As consumers became more aware of the role of government in the private sector, something interesting happened: an increased mindfulness of the value derived from proactive business to government (B2G) interactions. Where in the past this intersection may have been difficult to pinpoint or define, we see recent examples like Kodak’s headline-making shift into drug production, which was aided by a $765 million Defense Production Act loan (“the first of its kind,” according to WSJ). The initiative–supposedly to be run out of Kodak’s pharmaceutical subsidiary —was meant to “help expedite the domestic production of drugs that can treat a variety of medical conditions and loosen the U.S. reliance on foreign sources,” according to the report.
Reflecting on how a “pandemic is a horrible thing to waste,” this move on the U.S. government’s part to provide increasing private sector incentives could be a segue into even more public-private partnerships in the future. This bodes well for supply chain managers, who can now pay increased attention to specific government entities, and ask: “Okay, so what’s available for me?” Maybe it’s a restoration loan, a traditional loan, or even a unique partnership recognizing the value or critical role that certain organizations or sectors play in the economy. This may sound good in theory, but the reality is that many organizations aren’t sufficiently aware of these opportunities to effectively leverage them.
Uncle Sam wants to help
Regardless of your political beliefs or preferences, it’s clear that the current administration has invested in restoring and saving specific business sectors. It immediately rolled out the PPP to help small businesses in early-2020, and has since also supported numerous healthcare, transportation, and tech-based entities as they fight their way through the pandemic.
The question is, can you effectively tap into these opportunities while ending the constant “all or nothing” conversation as it relates to offshoring? Kodak’s application of existing infrastructure to a new business opportunity represents a pivotal revival point for a firm that filed for bankruptcy in 2012. And while the move on the government’s part has since come under scrutiny, it does reveal clear potential in working with Uncle Sam to revive business while offering a win-win for both business and private sector entities. It is up to supply chain managers to always do their homework before entering into such agreements.

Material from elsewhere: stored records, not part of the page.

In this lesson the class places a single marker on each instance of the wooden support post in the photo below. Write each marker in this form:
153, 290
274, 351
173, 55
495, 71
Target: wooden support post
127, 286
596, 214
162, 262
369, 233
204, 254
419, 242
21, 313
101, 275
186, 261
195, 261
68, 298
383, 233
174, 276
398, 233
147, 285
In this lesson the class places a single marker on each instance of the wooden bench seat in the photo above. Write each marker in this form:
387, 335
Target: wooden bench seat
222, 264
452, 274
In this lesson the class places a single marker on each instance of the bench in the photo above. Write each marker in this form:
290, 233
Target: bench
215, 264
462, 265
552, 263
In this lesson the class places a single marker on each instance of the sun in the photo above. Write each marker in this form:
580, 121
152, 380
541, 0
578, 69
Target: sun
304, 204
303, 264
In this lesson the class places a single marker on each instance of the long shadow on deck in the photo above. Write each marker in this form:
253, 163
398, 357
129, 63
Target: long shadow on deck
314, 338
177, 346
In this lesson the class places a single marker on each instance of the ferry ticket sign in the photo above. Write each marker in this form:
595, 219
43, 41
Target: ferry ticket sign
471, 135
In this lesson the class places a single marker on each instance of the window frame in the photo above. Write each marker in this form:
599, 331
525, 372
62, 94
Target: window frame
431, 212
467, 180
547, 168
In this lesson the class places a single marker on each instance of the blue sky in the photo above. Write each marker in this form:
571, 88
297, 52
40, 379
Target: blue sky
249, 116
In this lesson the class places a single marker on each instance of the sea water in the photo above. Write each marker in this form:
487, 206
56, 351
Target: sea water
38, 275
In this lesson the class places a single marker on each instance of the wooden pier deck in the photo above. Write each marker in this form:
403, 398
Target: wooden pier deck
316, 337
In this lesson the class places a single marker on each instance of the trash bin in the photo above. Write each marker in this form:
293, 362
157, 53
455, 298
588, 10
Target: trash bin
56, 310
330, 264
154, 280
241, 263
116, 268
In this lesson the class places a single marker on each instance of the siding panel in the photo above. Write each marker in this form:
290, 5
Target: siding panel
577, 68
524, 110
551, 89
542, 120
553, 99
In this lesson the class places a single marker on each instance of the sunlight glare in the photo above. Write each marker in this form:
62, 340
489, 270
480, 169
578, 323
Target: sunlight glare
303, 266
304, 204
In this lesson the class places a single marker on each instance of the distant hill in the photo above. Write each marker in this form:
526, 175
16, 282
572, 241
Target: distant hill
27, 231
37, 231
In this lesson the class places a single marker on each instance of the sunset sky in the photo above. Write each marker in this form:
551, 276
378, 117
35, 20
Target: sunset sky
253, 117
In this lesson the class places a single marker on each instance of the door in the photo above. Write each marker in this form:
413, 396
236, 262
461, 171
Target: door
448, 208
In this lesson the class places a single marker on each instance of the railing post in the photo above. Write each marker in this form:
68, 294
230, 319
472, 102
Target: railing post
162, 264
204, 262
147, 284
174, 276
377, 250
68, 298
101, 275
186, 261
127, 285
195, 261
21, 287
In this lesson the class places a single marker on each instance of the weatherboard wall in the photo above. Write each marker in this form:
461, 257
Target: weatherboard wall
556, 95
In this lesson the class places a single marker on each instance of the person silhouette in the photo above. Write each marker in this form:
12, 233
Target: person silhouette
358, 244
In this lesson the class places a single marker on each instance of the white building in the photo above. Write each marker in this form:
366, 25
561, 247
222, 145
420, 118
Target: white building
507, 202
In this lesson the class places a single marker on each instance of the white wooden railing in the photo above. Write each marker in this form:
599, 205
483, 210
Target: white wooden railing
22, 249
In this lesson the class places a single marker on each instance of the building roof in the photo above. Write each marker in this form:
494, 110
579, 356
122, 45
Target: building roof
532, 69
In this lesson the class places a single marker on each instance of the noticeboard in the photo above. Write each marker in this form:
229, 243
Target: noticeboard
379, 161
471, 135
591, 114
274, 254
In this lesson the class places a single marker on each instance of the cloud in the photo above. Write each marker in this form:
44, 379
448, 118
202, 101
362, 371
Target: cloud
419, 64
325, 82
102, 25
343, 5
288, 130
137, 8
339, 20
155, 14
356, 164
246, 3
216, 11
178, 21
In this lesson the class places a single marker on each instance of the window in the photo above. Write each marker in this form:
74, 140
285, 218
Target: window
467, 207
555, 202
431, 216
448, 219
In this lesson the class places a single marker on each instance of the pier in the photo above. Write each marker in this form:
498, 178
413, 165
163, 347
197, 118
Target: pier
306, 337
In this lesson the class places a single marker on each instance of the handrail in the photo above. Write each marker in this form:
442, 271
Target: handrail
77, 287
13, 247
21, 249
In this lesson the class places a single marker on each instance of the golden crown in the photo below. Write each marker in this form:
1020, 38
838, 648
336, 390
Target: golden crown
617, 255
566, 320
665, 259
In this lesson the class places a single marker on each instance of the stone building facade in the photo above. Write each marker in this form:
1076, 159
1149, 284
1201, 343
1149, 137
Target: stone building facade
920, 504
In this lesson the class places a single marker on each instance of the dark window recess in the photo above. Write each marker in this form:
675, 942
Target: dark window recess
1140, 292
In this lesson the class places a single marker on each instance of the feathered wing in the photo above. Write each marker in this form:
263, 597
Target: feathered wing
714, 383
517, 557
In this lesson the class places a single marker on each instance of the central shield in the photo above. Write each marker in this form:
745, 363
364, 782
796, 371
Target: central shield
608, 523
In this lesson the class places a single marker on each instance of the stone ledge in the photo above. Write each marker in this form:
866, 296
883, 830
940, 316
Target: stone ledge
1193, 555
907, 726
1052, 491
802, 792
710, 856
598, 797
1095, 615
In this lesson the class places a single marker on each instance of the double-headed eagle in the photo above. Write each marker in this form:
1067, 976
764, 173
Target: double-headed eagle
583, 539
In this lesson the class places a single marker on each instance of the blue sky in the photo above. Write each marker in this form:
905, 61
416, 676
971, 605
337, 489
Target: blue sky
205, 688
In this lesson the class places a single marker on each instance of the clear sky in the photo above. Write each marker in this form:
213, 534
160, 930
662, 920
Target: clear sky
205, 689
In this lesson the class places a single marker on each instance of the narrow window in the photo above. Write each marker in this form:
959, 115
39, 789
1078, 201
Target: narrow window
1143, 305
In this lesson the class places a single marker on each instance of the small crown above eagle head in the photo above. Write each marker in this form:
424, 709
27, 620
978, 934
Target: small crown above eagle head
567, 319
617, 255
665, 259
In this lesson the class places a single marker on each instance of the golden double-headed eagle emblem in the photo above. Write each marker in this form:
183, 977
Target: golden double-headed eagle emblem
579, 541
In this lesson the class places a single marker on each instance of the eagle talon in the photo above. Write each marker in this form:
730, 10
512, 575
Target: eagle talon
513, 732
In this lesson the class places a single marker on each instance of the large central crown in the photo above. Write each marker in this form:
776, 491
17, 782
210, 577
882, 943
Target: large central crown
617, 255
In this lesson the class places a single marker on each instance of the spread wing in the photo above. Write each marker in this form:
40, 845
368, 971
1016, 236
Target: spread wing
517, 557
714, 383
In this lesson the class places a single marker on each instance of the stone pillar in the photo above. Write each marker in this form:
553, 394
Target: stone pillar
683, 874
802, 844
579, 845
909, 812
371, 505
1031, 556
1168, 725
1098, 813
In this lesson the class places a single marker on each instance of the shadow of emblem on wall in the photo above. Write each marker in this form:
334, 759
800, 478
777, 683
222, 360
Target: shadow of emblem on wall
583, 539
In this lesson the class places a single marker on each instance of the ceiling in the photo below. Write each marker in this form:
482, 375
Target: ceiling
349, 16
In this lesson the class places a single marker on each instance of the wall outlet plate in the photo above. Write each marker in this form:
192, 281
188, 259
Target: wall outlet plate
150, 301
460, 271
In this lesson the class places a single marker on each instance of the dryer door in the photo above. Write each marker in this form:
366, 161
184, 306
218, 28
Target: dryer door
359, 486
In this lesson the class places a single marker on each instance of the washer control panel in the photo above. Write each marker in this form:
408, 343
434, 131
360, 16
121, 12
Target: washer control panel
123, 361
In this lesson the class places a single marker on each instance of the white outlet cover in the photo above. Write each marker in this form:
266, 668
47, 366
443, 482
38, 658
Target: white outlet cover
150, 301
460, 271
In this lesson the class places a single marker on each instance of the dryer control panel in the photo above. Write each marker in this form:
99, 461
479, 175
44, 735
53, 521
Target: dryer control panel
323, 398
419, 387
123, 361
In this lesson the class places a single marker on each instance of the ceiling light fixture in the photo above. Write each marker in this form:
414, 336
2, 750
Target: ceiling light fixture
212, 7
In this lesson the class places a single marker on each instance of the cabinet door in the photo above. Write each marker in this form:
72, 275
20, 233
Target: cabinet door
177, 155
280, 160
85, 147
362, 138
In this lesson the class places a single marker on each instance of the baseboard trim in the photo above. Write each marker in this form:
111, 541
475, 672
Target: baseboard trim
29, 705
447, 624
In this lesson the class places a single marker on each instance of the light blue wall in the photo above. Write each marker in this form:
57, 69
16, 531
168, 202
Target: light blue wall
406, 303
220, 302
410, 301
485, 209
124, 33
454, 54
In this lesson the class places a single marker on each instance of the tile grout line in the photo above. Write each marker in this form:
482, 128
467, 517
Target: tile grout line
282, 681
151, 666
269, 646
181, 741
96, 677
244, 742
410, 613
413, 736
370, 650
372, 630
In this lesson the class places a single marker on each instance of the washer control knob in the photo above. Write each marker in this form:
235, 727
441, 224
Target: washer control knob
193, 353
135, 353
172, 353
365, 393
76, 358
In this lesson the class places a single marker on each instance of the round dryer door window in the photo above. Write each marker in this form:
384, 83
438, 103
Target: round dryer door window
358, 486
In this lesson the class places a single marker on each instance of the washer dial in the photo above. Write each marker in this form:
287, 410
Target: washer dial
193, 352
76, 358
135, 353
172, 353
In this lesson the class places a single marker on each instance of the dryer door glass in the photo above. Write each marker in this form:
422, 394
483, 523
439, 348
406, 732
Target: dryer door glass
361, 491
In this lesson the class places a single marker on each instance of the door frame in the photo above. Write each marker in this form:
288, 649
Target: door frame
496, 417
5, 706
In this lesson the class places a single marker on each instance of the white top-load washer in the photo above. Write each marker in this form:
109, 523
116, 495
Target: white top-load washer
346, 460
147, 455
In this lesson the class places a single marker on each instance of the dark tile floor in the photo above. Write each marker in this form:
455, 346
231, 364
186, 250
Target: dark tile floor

The U.S. manufacturing sector is at a point where we have to stop assuming that domestic viability is impossible in certain industries, and instead realize that this is actually both possible and plausible. Putting an end to the false choice narrative between offshoring or not, we can combine the best of all of these worlds to create a viable, multi-shoring strategy that keeps supply chains flowing and organizations profitable—all without placing much of the financial burden on consumers. Yes, even if this requires a little help from Uncle Sam every once in a while.
It’s time for supply chain managers to step up to the plate. While the overall impact of COVID-19 is difficult to quantify at this point, we can bring about positive change where opportunities abound. Track down your local government council, economic development agency, or other group and educate them on the key pain points, opportunities, and gaps that need to be filled within your supply chain or sector. Thanks to COVID-19, we now have a government that’s more appreciative of supply chain management, and is ready, willing, and able to help; let’s take advantage of this opportunity and tell them just how to do it.